というわけで、昨日体験した大宇宙旅行の快楽は、たとえば、以下のような内容によってもたらされました。以下、引用(抜粋)。

「アンケート」 (「文芸」昭和38年10月号より)

どこに行きたいとお考えですか?
   ――意識が即ち存在であるような何処かの世界
人生の最上の幸福は?
   ――そんなものはありゃしない
人生最大の不幸は?
   ――群棲しているのに単独者であること 或いはその逆
あなたが寛大になれない過ちは?
   ――子供を生むこと
あなたの好きな職業は?
   ――宇宙占い師 但しそういう職業があるとして
あなたが欲しいもの三つ?
   ――大沈黙 時を告げない大時計 暗黒星雲
誰になれたらいいと思いますか?
   ――宇宙人 Nobody
あなたの性格の主な特徴は?
   ――暗さへの偏奇
友人に一番のぞむことは?
   ――無限の時間のなかで偶然一緒に生れあわせた哀感
あなたの主な美点は?
   ――あきらめ そして、やけくそなことをあまり見せずに生きている
好きな動物は?
   ――単性生殖するもの
好きな食物は?
   ――水
好きな現存の男性は?
   ――偶然一緒に生れあわせた友人達
好きな現存の女性は?
   ――何処かのマダム
現在の心境を一言で?
   ――寂滅
あなたの現在の文学的信条は?
   ――できないことばかり考えること
座右の銘は?
   ――そんなものはもたない
『死霊』完結の予定は?
   ――死ぬまでに。できねば『紅楼夢』のごとく誰かにのりうつって続けさせる予定。
     これ即ち死霊の『死霊』



という調子で……(笑)。ちなみに私のお気に入りは、「好きな職業=宇宙占い師」と、「欲しいもの=暗黒星雲」と、「好きな動物=単性生殖するもの」と、「好きな現存の女性=何処かのマダム」、ですね(笑)。

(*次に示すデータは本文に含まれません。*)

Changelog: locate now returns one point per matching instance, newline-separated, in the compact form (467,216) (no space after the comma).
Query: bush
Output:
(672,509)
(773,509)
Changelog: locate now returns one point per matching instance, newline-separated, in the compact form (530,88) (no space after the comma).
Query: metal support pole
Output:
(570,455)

それにしても、埴谷雄高は本当に、宇宙が好きだったようで。本書のなかにも「宇宙ばか」というタイトルの一文が収められているくらいですが、そのなかで、どうしてそんなに宇宙とか惑星とか恒星が好きなのかということについて、以下のように書いています。
「その惑星がもち得るだろう生物の存在様式、思考様式についてあれこれ荒唐無稽な考えを数百重ね、そして暗い想像力を果てしなくふくらませて倦むところを知らないからである」
そうなんです。埴谷雄高は宇宙が大好きで大好きでしょうがなくて、「好きな職業は、宇宙占い師」なんて答えるわ、「欲しいものは、暗黒星雲」なんて言っちゃうわ、「地球と地球よりも、アンドロメダと銀河のほうが近い兄弟! ……ということで、僕の兄弟はアンドロメダにいるっ! “X(エックス)埴谷”というのがいて、僕も見てるし向こうからも見てる!」なんてことを口走ったりするわ(→詳しくはこちら)、誰がどう見たって「宇宙ばか」でしたけれど、決して、「宇宙について研究しよう!」とか「宇宙飛行士になりたい!」とか「天体観察が趣味!」とか、そういう類いの宇宙好きではありませんでした。全く、そうではなかった。

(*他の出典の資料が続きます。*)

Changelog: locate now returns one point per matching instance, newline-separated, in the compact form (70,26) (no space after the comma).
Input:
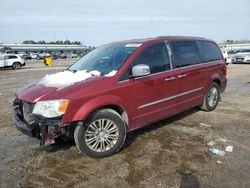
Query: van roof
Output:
(162,38)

このことに気づくたび、私は胸をしめつけられるような気がするのです。そう、埴谷雄高にとって「宇宙」とは、何も天文学的宇宙のことではなく、彼の「宇宙」とは、「ここではないどこか」の比喩だったのではないか、と。それは、「夢」と言ってもいいし、「幻想」と言ってもいいし、「妄想」でもいいし、「可能性の王国」でもいいし、「エメラルドの都」と言ってもいいような、そうした「ここではないどこか」のことだったのではないか、と。

先に引用したアンケートで、「どこに行きたいとお考えですか?」の質問に、埴谷雄高が答えた「意識が即ち存在であるような何処かの世界」という一文。この一文にクギづけになってしまった自分もまた、「ここではないどこか」のことばかり、考えているのです。意識=自分が感じたり考えたりしていることと、存在=この世に自分がある状態が、全く一致しないどころか、ますますその距離が広がっていく、ということへの、疲労感。

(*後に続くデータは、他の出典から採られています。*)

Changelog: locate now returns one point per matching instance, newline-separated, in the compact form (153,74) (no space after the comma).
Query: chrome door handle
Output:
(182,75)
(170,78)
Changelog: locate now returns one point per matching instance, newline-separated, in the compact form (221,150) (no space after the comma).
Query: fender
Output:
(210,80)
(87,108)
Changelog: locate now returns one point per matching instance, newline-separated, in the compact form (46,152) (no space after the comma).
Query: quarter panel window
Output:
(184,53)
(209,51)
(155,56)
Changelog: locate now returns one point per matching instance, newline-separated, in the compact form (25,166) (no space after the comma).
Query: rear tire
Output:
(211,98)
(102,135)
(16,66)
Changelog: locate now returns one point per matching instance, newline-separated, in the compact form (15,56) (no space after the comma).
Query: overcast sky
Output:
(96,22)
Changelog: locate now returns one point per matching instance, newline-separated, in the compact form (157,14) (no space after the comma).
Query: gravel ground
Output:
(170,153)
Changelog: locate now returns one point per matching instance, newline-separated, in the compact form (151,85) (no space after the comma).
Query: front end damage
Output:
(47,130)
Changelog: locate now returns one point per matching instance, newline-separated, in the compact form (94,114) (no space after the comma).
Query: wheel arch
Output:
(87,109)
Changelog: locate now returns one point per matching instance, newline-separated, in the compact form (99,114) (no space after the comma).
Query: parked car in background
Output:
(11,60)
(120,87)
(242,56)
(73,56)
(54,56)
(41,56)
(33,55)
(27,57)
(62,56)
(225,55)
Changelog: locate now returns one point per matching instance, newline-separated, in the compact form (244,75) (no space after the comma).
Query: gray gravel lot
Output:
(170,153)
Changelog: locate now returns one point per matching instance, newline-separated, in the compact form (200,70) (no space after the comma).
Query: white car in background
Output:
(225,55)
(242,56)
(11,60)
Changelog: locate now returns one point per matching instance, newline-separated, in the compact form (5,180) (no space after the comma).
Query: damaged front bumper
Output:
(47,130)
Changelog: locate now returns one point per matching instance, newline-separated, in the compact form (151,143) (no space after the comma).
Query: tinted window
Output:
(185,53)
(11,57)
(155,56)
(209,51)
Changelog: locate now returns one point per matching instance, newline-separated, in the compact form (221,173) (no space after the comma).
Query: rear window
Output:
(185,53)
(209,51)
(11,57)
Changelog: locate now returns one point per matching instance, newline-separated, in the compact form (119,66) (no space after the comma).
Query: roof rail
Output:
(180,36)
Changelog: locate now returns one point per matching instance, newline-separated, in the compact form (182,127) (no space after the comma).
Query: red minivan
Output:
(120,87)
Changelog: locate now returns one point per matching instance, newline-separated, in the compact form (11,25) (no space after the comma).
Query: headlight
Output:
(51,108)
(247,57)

絶望の肯定。そんなふうに言ってしまっていいのか、わかりませんが、現世に絶望し諦めたうえであえて生きるのは、希望をもって前向きに生きることよりも、はるかに壮絶なエネルギーが必要になるはずで。そんなエネルギーをどこからもってきていいのやら皆目わからない私たちは、たぶん、「そこそこの希望」と「そこそこの前向き」をつくり出し、何とかやっていくしかないと思うのです。

だけど、埴谷雄高みたいな人は、「生への絶望」と「生への肯定」という正反対の矢印をもった異物を、わざわざぶつけて化学反応を起こし、その爆発によって放出されたエネルギーを血眼になってとらえて、貪欲に吸い込んでいたのではないかと。そうすることで、あそこまでエネルギッシュに生き続けられたのではないかと。

そんな化学反応と爆発の様子がおさめられたこの本、触ると熱い、です(笑)。私もここから放出されたエネルギーを血眼になってとらえ必死になって吸い取った……どころか、GWに旅行もいけなかった可哀相な私が、アンドロメダにまで行けてしまいました! GWに旅行に行けなかった方、ぜひ読んでみてくださいね。